2 comments

  • mtmail 34 minutes ago ago

    The solution back then makes sense. It was a couple of years too early for CouchDB, Cassandra or MySQL Cluster (https://en.wikipedia.org/wiki/MySQL_Cluster) which are more suited for write-heavy applications and clustering across servers.

    Later spinning harddrives were replaced by SSD, then NVME. More open source NoSQL and columnular storage solution. Cloud services started offering hosted databases with unlimited scale. 500GB would all be 'hot' ready to be queried in realtime.

    Today I'd see three options

    * multiple cloud servers which receive the data and put it into a managed cloud database, like Google BigQuery. They'll handle all scale, including region replication, backups. You might overpay but likely still less than Oracle software licence.

    * specialist SaaS for IoT, for example ClickHouse. They can handle 10.000 incoming rows per second.
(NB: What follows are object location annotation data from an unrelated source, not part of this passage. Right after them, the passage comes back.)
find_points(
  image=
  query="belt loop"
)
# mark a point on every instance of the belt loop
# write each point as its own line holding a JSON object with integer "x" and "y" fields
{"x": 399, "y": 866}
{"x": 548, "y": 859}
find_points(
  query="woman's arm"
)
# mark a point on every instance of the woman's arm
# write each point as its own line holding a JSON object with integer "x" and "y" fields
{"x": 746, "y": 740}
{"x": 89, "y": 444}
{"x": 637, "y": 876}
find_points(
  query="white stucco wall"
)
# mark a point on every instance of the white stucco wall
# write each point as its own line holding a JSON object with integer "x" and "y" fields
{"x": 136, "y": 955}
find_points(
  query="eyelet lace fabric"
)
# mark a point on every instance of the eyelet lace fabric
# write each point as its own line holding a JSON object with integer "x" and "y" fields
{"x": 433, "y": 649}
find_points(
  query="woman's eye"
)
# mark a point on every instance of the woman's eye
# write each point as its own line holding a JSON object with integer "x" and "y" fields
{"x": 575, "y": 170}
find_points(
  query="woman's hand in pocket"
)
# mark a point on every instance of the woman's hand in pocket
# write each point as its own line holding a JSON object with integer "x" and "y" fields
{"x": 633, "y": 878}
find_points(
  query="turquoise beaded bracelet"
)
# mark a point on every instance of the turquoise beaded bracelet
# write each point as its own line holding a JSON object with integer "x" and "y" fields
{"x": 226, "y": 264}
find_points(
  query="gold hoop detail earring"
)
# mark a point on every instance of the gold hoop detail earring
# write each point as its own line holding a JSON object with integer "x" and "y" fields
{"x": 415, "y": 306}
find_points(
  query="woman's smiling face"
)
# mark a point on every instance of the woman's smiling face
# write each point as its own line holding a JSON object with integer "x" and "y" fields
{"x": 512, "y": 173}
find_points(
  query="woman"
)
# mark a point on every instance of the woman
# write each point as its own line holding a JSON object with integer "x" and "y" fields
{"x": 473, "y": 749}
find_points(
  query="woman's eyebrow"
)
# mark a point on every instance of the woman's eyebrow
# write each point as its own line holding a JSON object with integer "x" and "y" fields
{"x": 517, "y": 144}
The data store later does defragmentation, storing data by date and other optimizations which make it faster to query recent data, vs older data.

    * place it into JSON or CSV files, one per hour, or one day and query with DuckDB.

  • theamk 9 hours ago ago

    Input data rate: 1e6 * 48 / (24*60*60) = ~560 TPS

    Working data size (1 day): (8B meter id + 8B timestamp + 8B value) * 48 * 1e6 = 1.1 gigabyte

    Archival: 1.1GB/day * 15 month = 482 GB .. but looks like mostly write-only data?

    That is pretty small as far as modern servers go. My usual approach for IoT things is event sourcing-like architecture - you have logging servers (for disaster recovery) and processing server(s), which keep things in RAM. If processing servers crash, they restart, and logging servers re-send data from last checkpoint.

    But I am sure that a Postgres can be used as well, or some sort of time-series database too. Based on your description, you really don't need much as far as database go - basically range queries and that's it.